Afghan forces start receiving reinforcements as fight continues in Helmand
However, the hub-and-spoke operation omitted the key province of Helmand, which saw some of the bloodiest battles against the Taliban. But it is not the only province where the Taliban have made gains.
A spokesman for the Afghan army in Helmand, Guam Rasoul Zazai, said Afghan military air strikes had also bombarded Taliban strongholds overnight, killing 25 insurgents and wounding another 12.
Monday was the deadliest day for American troops in Afghanistan since May 2013, when five were killed by a roadside bomb in the country’s south and two killed by an Afghan soldier in an insider attack in the west. Before Monday’s attack, the most recent American casualties in the country were on August 22, when three contractors were killed in a suicide attack in Kabul. Besieged Afghan security forces have been resupplied by airdrops.
Heavy fighting is reported to be continuing between Afghan forces and Taliban militants in the district of Sangin in the southern province of Helmand, which the militants overran earlier this week.
“They realized the fragility of the Afghan army without proper support”. Afghan officials confirmed that Afghan forces had added their own airstrikes as well.
Security has worsened across the country as the Taliban test the mettle of Afghan security forces after the end of the worldwide combat mission past year.
The Taliban statement listed barriers to peace negotiations, including United Nations sanctions on individualTaliban figures which were extended this week, and the presence of foreign troops in Afghanistan, with specific mention of the British troops that arrived in Helmand on Wednesday to provide support for Afghan forces battling in Sangin.
“We need help, we can’t hold them for much longer”, Mr Zamarai said, “It’s not that we are afraid of death, but we didn’t think that our brothers would leave us like this”.
A Taliban statement said that before “interfering” in Afghanistan, Britain should have ‘studied their ancestor’s history, to learn from it. If they learned lessons from their repeated defeats in Afghanistan, they wouldn’t come to invade us.
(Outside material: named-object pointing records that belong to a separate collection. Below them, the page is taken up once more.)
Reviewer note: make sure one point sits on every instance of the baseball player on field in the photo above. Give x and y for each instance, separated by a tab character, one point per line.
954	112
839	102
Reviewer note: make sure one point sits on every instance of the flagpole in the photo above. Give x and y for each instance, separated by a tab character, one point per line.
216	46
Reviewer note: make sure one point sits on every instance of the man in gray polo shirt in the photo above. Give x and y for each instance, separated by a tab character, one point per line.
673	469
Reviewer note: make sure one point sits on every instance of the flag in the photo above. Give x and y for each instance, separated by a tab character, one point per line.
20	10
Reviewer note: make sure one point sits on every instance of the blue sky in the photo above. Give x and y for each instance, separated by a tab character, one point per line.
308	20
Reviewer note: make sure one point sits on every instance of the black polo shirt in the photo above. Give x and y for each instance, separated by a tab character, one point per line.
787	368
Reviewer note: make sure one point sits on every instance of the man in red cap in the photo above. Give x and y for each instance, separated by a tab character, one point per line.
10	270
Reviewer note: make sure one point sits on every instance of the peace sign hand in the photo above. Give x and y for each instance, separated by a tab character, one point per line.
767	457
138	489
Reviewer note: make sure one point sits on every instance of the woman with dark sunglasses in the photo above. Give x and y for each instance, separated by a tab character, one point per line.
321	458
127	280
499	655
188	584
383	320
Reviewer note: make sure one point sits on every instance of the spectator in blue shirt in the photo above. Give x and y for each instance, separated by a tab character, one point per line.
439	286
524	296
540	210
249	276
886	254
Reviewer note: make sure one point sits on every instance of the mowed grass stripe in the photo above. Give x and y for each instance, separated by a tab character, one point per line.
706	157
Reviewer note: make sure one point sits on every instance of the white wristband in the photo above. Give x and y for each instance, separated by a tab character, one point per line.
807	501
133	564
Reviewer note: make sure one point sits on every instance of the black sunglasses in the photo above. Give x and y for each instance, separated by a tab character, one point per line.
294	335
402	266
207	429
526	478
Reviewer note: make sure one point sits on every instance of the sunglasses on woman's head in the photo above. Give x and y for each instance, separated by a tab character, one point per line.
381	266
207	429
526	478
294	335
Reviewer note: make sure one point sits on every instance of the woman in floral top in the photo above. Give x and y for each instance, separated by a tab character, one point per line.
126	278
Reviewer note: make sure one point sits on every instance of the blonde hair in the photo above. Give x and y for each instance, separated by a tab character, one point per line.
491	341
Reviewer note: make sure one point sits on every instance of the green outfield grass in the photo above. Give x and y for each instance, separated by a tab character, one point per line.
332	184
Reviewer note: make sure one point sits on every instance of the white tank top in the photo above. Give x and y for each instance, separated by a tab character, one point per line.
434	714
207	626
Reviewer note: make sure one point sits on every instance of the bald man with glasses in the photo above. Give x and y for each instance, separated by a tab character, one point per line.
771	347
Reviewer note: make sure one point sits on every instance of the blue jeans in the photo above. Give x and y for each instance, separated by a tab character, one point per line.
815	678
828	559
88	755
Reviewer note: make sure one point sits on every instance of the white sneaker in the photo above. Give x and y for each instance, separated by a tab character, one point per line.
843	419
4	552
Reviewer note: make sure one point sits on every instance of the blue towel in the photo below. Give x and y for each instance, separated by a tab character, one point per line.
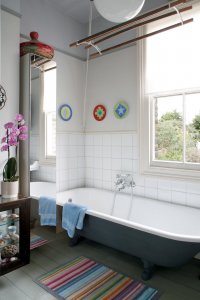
73	217
47	210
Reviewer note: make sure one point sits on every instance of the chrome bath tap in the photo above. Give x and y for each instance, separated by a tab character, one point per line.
123	181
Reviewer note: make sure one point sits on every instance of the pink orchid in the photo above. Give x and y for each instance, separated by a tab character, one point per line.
22	122
15	131
12	142
8	125
19	117
23	129
3	140
23	136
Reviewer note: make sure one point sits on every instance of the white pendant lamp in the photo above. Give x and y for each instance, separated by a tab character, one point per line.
119	11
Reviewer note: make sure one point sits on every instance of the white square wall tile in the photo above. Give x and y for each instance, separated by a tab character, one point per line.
89	140
98	174
107	185
127	140
98	163
116	139
107	175
106	140
164	184
89	173
151	182
98	140
135	140
107	163
89	161
116	152
135	164
179	186
116	164
151	192
97	151
179	197
193	200
106	151
127	165
89	151
193	187
127	152
164	195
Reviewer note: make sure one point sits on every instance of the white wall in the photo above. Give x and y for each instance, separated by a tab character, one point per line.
112	78
14	5
54	28
10	30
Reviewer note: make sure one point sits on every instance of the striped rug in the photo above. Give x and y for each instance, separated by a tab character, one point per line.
37	241
83	278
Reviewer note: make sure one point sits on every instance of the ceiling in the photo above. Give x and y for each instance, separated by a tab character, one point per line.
76	9
79	10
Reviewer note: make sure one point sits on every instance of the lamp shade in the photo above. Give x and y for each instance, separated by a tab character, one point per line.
118	11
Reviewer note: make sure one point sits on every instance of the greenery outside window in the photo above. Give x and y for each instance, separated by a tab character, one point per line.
170	99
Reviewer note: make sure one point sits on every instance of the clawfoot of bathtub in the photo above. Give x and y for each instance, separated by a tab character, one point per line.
148	270
74	241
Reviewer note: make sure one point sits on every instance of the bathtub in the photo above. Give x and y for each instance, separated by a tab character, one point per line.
159	233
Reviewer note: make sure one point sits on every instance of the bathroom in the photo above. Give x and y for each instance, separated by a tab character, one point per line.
91	153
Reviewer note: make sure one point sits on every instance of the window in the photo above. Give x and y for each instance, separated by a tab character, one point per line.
48	137
170	99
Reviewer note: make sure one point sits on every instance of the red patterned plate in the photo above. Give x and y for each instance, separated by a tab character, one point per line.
99	112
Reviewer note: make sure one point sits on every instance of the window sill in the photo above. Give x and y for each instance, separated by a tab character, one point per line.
169	172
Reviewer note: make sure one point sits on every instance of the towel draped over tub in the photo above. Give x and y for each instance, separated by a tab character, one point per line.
47	211
73	217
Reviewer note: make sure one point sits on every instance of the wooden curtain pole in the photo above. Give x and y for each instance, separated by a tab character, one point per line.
128	23
96	54
139	24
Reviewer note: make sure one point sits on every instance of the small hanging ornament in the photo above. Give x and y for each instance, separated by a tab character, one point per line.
65	112
99	112
121	109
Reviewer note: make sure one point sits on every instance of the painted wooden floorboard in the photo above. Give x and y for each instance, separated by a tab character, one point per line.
179	284
8	291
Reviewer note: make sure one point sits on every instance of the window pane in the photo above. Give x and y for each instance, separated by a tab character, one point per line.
169	128
171	62
51	134
192	104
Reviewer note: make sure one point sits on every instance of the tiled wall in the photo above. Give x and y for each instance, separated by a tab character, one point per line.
70	165
107	154
45	172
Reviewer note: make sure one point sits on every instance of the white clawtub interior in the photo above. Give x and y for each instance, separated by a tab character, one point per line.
153	216
160	233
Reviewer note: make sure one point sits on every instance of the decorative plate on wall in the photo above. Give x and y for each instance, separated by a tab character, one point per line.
99	112
121	110
65	112
2	97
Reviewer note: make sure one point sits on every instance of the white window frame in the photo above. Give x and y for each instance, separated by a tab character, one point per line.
163	169
44	159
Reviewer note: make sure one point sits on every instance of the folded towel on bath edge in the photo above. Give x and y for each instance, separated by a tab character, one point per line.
73	217
47	211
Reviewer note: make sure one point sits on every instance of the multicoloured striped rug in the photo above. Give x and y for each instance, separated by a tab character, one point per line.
83	278
37	241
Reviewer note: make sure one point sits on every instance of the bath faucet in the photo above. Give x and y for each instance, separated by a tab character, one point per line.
123	181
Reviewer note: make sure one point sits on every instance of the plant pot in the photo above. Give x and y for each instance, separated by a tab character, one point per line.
9	189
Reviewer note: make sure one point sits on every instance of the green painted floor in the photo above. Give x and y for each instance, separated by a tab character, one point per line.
174	284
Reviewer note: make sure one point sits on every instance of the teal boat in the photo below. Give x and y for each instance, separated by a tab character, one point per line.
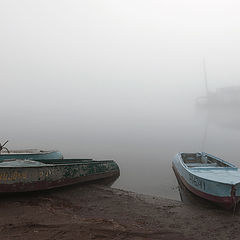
28	175
31	154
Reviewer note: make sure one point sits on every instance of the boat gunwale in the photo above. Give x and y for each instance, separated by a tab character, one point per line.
59	164
40	152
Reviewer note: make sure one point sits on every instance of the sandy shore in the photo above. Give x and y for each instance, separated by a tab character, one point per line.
92	211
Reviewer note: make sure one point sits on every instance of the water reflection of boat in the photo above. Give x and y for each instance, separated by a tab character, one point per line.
209	178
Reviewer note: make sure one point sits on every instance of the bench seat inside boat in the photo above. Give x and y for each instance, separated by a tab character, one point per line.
202	164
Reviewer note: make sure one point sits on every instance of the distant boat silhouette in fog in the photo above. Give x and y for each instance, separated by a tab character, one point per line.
221	106
223	97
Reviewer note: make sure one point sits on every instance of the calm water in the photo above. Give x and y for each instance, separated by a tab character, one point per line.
118	80
142	139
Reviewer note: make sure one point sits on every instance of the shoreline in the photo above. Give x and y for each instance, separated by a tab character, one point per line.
92	211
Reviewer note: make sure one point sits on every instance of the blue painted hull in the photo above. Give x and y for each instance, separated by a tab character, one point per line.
31	155
203	182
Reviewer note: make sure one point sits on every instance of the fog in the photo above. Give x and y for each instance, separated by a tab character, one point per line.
118	80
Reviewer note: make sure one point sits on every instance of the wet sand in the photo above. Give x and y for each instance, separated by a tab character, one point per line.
93	211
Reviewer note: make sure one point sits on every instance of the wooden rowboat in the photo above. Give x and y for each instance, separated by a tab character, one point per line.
28	175
209	177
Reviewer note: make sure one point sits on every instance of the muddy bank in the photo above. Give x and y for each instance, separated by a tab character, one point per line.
93	211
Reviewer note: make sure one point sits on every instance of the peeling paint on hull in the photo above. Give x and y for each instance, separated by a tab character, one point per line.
23	179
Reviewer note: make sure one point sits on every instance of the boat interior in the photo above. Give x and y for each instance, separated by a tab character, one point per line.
201	160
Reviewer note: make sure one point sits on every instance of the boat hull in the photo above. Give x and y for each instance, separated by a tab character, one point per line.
24	179
218	193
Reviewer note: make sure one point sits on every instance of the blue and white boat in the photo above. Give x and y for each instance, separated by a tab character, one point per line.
209	177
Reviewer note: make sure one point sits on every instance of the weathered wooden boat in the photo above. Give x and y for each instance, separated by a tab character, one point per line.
34	154
209	177
28	175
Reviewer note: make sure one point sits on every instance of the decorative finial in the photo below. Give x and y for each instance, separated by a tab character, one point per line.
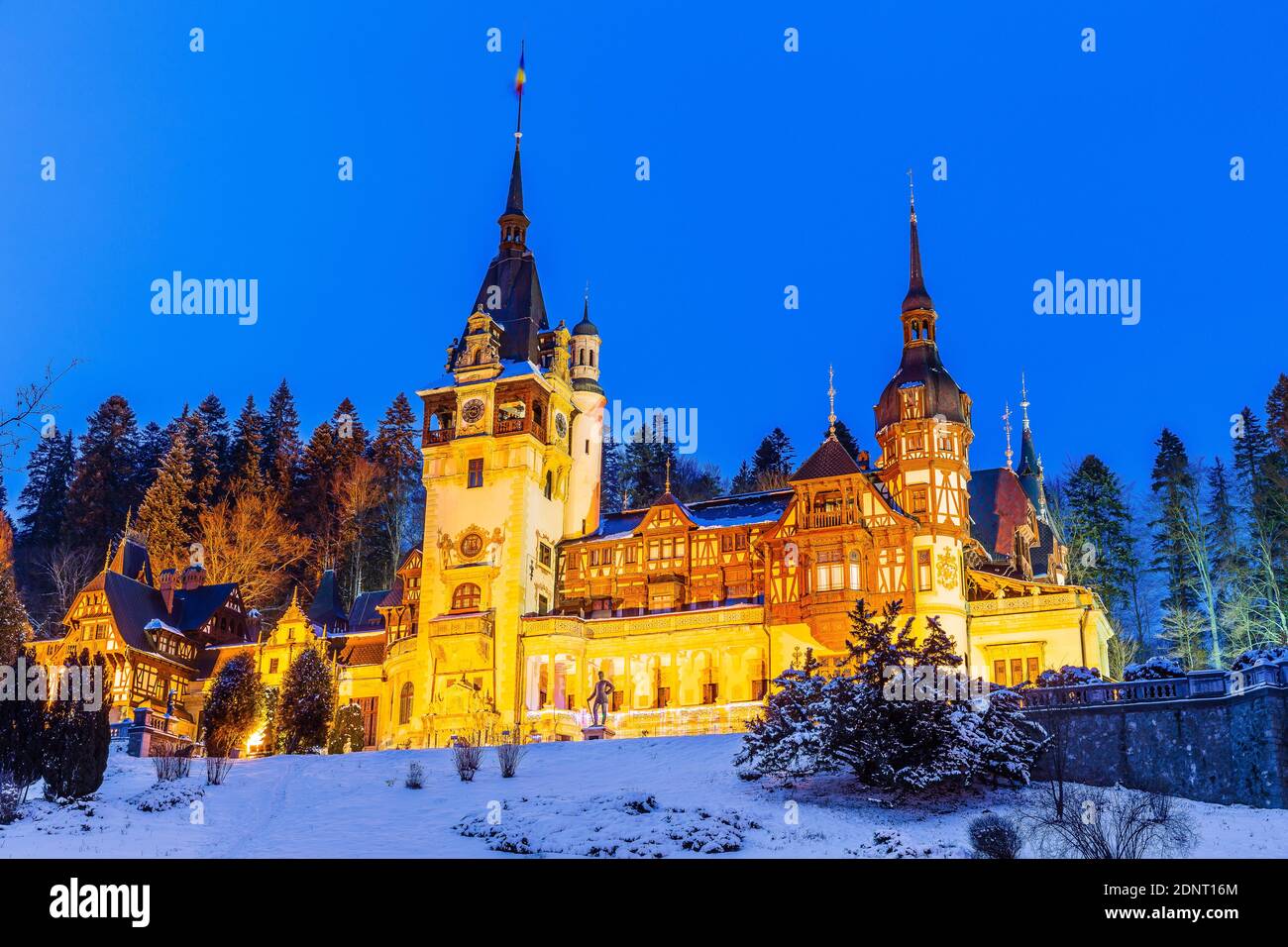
831	406
1024	401
1006	423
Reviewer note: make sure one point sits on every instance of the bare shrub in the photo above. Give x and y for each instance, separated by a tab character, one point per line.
218	768
11	795
507	755
467	758
995	836
415	776
1112	823
170	759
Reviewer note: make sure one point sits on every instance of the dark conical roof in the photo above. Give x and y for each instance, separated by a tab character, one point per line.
514	198
921	367
829	460
585	326
917	295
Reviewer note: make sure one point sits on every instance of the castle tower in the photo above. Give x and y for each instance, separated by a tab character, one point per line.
581	513
497	470
922	427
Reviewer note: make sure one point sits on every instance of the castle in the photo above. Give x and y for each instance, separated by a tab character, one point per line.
523	591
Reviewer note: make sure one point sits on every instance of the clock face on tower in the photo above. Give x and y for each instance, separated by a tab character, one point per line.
472	411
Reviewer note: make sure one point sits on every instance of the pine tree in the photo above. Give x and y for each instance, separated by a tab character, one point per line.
395	455
610	480
233	706
773	459
1171	482
307	702
154	445
215	419
351	437
43	500
282	447
107	480
1100	531
246	454
204	450
846	438
316	506
167	515
743	480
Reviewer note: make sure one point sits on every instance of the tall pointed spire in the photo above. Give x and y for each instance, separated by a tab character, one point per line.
917	296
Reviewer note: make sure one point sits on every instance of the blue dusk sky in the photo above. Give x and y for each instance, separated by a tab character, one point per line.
768	169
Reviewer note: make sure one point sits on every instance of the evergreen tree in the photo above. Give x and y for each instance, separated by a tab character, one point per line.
206	464
22	731
743	480
167	515
73	753
246	454
351	437
610	482
307	702
1171	483
107	480
43	500
215	419
1098	523
773	459
282	447
154	445
233	706
846	438
316	500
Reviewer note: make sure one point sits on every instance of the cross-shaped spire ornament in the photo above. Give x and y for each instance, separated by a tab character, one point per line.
831	405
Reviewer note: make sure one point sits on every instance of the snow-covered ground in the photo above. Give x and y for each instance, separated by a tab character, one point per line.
648	797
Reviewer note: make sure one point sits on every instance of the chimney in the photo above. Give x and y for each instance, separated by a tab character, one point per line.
165	583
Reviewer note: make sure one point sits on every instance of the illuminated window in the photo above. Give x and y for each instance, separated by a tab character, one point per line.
404	698
465	598
923	581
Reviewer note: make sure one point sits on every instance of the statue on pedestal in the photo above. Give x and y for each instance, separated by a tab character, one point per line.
599	701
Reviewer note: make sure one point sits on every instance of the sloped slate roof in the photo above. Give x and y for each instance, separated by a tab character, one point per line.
829	460
997	509
364	615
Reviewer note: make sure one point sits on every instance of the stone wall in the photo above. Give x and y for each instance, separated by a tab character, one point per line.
1229	749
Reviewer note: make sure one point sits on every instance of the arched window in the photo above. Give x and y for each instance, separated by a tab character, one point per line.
404	697
465	598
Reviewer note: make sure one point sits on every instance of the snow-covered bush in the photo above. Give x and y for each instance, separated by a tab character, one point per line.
415	776
467	758
1269	655
1157	668
995	836
815	723
1069	676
The crisis in Helmand has piled pressure on the government of President Ashraf Ghani, which was rocked by the fall of the northern city of Kunduz, seized by Taliban fighters in late September and held for several days.
The loss of Sangin would be a significant blow for the government in Kabul because it is central to the opium trade and was a stranglehold for the insurgents.
He told BBC Radio 4’s World At One: “What we ought to be doing in all these countries is having a flexible force which can swoop in and swoop out again, a mixture of special forces supported by air power in support of friendly ground forces where they exist”. More than 100 British soldiers died in Sangin. “It is a confidence thing”. Two U.S. troops and an Afghan also were wounded when the bomber drove his explosives-laden motorcycle into a joint NATO-Afghan patrol.